MapReduce on HBase Table
MapReduce on HBase Table
In my last post
HBase Table MapReduce Basics I explained about some basic guidelines to follow while writing MapReduce program. In this post I will post a sample MapReduce program which reads data from HBase table, does some aggregation and writes the output to another HBase table.
For our input we shall create a HBase table with below data:
create 'test1', 'cf1'
put 'test1', '20130101#1', 'cf1:sales', '100'
put 'test1', '20130101#2', 'cf1:sales', '110'
put 'test1', '20130102#1', 'cf1:sales', '200'
put 'test1', '20130102#2', 'cf1:sales', '210'
create 'test2', 'cf1'
For the table "test1", the rowkey is composed of date and store number and we have sales value for each store.

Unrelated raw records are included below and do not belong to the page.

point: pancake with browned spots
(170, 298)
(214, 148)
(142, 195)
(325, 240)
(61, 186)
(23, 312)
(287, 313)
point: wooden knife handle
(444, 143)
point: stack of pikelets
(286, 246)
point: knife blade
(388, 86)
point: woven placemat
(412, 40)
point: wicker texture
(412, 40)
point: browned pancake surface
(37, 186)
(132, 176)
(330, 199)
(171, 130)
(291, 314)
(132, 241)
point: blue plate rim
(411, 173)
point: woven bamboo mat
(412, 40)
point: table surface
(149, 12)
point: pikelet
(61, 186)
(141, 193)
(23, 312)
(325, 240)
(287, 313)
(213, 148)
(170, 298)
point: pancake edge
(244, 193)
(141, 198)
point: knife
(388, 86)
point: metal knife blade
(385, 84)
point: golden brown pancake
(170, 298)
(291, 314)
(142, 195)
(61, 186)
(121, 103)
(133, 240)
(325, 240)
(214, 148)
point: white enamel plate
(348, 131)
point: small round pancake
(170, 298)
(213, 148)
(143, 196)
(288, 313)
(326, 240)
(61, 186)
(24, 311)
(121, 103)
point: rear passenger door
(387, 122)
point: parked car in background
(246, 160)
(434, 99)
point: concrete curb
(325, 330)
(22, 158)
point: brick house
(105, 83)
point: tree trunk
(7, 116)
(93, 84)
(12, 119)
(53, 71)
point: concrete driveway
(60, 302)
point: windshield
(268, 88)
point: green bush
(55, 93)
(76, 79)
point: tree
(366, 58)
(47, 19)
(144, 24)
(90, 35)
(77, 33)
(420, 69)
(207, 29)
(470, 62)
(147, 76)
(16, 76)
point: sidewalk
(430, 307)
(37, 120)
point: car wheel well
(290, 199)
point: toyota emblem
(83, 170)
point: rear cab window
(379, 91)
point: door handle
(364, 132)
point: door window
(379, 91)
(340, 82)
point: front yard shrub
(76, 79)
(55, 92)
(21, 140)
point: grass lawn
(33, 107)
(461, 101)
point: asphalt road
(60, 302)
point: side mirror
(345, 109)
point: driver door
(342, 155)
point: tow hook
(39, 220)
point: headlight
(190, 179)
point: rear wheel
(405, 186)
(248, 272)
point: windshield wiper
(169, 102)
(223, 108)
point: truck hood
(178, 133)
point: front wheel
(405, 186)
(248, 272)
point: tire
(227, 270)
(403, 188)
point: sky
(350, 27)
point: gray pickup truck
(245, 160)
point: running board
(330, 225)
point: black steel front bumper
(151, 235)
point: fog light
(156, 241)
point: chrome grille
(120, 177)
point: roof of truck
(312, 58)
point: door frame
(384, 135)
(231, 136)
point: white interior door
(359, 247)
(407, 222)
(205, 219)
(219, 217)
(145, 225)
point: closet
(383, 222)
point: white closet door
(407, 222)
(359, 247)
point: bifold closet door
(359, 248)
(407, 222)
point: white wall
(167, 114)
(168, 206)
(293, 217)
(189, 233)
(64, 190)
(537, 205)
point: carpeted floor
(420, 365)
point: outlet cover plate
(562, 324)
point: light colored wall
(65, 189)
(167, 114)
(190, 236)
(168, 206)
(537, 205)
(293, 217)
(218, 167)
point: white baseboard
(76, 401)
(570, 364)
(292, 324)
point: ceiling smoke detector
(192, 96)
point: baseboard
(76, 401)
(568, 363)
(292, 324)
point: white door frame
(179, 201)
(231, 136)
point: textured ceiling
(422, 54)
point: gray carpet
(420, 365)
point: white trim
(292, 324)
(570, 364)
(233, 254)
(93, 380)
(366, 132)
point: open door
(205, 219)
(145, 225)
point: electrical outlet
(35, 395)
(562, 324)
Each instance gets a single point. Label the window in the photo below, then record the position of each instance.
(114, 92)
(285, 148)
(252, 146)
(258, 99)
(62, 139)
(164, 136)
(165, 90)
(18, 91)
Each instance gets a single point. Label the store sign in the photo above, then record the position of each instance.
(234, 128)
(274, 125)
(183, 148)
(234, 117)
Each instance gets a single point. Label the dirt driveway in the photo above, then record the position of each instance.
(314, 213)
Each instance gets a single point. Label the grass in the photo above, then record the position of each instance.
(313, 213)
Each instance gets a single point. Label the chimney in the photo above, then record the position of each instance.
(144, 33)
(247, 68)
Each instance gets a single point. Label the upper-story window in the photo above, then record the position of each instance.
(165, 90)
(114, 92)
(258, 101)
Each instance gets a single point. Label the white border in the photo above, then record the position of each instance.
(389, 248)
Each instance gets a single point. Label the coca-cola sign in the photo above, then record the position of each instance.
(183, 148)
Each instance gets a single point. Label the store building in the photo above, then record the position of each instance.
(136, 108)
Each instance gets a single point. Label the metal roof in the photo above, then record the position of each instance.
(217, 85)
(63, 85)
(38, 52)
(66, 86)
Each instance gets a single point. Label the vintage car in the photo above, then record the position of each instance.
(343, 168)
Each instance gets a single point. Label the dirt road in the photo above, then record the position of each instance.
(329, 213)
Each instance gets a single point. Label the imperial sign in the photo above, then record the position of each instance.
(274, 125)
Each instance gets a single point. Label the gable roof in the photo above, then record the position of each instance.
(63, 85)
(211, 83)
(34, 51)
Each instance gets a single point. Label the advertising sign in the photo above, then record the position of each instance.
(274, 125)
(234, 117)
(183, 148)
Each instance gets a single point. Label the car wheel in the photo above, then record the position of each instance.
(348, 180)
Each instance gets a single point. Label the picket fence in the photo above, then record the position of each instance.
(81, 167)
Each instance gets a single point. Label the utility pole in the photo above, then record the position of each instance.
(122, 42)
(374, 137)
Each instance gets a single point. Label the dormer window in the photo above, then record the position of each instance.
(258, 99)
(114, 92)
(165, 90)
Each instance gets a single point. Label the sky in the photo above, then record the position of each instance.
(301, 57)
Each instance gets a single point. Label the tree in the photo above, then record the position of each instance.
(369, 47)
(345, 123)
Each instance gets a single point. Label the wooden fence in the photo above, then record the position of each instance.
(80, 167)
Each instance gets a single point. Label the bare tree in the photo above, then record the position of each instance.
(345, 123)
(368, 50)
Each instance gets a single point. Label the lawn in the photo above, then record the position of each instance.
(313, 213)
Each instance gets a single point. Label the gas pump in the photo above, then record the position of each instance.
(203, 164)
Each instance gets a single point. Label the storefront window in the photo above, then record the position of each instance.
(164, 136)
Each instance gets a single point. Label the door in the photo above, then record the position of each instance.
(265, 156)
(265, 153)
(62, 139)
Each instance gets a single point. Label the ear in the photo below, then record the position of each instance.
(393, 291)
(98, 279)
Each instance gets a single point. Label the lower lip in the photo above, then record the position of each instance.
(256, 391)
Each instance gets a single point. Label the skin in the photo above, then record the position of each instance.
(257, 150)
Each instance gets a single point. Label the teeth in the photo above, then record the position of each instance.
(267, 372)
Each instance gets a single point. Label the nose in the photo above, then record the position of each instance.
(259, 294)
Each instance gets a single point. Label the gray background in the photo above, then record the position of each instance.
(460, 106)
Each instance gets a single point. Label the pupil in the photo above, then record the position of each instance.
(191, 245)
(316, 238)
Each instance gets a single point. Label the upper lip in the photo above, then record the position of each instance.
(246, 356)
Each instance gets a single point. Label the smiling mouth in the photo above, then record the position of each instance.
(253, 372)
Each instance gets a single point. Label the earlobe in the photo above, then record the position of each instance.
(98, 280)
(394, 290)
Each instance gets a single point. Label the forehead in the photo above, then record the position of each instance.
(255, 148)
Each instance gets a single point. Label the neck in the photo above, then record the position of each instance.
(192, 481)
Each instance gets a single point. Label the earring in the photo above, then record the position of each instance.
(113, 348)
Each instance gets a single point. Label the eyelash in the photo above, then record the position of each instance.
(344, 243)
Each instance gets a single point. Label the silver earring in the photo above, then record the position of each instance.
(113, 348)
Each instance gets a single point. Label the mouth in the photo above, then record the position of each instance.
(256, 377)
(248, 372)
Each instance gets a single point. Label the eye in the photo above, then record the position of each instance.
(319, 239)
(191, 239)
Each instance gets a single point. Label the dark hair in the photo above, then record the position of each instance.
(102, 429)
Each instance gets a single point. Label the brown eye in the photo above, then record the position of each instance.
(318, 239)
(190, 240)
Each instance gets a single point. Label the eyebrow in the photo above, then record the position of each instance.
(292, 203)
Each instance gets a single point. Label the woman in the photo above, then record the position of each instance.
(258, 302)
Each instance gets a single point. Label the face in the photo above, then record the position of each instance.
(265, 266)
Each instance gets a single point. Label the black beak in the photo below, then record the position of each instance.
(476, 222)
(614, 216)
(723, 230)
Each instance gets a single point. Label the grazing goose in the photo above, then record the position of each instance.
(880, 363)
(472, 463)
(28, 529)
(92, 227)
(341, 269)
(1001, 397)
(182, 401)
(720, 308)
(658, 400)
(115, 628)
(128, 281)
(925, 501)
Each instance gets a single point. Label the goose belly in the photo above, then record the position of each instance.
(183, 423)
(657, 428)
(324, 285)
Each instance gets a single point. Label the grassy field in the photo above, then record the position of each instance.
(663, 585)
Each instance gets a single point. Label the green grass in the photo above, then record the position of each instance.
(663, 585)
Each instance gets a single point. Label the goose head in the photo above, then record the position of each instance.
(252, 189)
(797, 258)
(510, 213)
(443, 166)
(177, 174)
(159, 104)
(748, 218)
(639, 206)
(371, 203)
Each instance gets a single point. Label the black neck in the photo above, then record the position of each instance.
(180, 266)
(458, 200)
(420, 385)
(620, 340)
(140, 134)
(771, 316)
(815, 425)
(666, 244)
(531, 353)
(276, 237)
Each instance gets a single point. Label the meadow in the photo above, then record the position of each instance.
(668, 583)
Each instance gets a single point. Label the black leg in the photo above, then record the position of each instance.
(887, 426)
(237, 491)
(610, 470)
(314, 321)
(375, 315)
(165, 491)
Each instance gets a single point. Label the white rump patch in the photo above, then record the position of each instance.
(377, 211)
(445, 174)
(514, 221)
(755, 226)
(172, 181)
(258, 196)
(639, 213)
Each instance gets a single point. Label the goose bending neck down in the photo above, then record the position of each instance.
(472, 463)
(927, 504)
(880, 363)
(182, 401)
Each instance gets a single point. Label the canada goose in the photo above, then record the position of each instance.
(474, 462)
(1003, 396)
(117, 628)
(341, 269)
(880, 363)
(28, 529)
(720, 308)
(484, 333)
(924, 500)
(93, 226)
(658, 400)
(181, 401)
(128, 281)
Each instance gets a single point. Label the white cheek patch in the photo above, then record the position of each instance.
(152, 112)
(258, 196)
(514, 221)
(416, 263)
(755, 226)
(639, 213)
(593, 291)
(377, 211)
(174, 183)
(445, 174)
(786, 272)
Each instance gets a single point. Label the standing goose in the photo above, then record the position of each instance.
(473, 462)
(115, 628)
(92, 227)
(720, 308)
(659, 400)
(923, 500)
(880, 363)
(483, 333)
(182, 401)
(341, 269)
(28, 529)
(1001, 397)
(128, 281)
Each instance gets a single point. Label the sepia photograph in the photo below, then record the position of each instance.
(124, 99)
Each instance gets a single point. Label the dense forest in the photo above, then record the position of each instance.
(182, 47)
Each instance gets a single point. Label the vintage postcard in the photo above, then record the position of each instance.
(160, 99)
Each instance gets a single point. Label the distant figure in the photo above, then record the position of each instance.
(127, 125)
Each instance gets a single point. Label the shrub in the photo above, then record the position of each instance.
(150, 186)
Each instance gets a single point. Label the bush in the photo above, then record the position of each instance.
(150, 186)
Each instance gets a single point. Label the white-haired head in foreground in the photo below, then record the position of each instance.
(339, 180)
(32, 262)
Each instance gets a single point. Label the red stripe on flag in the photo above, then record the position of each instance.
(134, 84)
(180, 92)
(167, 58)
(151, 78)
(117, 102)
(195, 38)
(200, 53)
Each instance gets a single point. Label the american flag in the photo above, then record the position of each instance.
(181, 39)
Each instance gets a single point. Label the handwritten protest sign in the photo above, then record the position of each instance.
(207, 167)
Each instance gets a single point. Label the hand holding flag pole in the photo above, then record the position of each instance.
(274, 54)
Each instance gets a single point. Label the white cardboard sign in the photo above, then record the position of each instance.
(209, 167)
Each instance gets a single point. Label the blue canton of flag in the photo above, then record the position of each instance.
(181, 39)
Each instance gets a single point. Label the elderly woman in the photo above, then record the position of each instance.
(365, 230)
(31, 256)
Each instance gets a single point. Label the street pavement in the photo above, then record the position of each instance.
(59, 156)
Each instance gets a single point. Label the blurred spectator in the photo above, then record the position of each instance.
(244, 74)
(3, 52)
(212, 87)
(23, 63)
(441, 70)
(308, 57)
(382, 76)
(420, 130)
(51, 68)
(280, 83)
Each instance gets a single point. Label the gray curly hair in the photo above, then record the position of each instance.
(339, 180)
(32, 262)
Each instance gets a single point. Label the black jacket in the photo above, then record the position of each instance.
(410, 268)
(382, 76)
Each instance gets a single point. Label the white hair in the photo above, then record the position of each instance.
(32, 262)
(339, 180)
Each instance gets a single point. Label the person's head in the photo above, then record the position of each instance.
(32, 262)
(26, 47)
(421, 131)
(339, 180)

We shall do an aggregation on date to get total sales.
The mapper class is:
public class testMapper extends TableMapper {
@Override
public void map(ImmutableBytesWritable rowKey, Result columns, Context context)
throws IOException, InterruptedException {
try {
// get rowKey and convert it to string
String inKey = new String(rowKey.get());
// set new key having only date
String oKey = inKey.split("#")[0];
// get sales column in byte format first and then convert it to string (as it is stored as string from hbase shell)
byte[] bSales = columns.getValue(Bytes.toBytes("cf1"), Bytes.toBytes("sales"));
String sSales = new String(bSales);
Integer sales = new Integer(sSales);
// emit date and sales values
context.write(new Text(oKey), new IntWritable(sales));
} catch (RuntimeException e){
e.printStackTrace();
}
}
}
The reducer class is:
public class testReducer extends TableReducer{
@Override
public void reduce(Text key, Iterable values, Context context)
throws IOException, InterruptedException {
try {
int sum = 0;
// loop through different sales vales and add it to sum
for (IntWritable sales : values) {
Integer intSales = new Integer(sales.toString());
sum += intSales;
}
// create hbase put with rowkey as date
Put insHBase = new Put(key.getBytes());
// insert sum value to hbase
insHBase.add(Bytes.toBytes("cf1"), Bytes.toBytes("sum"), Bytes.toBytes(sum));
// write data to Hbase table
context.write(null, insHBase);
} catch (Exception e) {
e.printStackTrace();
}
}
}
The driver class is:
public class testDriver {
public static void main(String[] args) throws Exception {
Configuration conf = new Configuration();
// define scan and define column families to scan
Scan scan = new Scan();
scan.addFamily(Bytes.toBytes("cf1"));
Job job = new Job(conf);
job.setJarByClass(testDriver.class);
// define input hbase table
TableMapReduceUtil.initTableMapperJob(
"test1",
scan,
testMapper.class,
Text.class,
IntWritable.class,
job);
// define output table
TableMapReduceUtil.initTableReducerJob(
"test2",
testReducer.class,
job);
job.waitForCompletion(true);
}
}
We shall build the jar and run hadoop jar command for testDriver class. This will populate the data to output HBase table test2.
hbase(main):013:0> scan 'test2'
ROW COLUMN+CELL
20130101 column=cf1:sum, timestamp=1381869476363, value=\x00\x00\x0\xD2
20130102 column=cf1:sum, timestamp=1381869476363, value=\x00\x00\x0\x9A
2 row(s) in 0.0240 seconds
The sum values are displayed as bytes (HBase stores everthing as bytes), we can convert it to readable integer format in HBase shell.
hbase(main):014:0> org.apache.hadoop.hbase.util.Bytes.toInt("\x00\x00\x00\xD2".to_java_bytes)
=> 210
hbase(main):015:0> org.apache.hadoop.hbase.util.Bytes.toInt("\x00\x00\x01\x9A".to_java_bytes)
=> 410
So we are getting correct aggregated values for sales in output.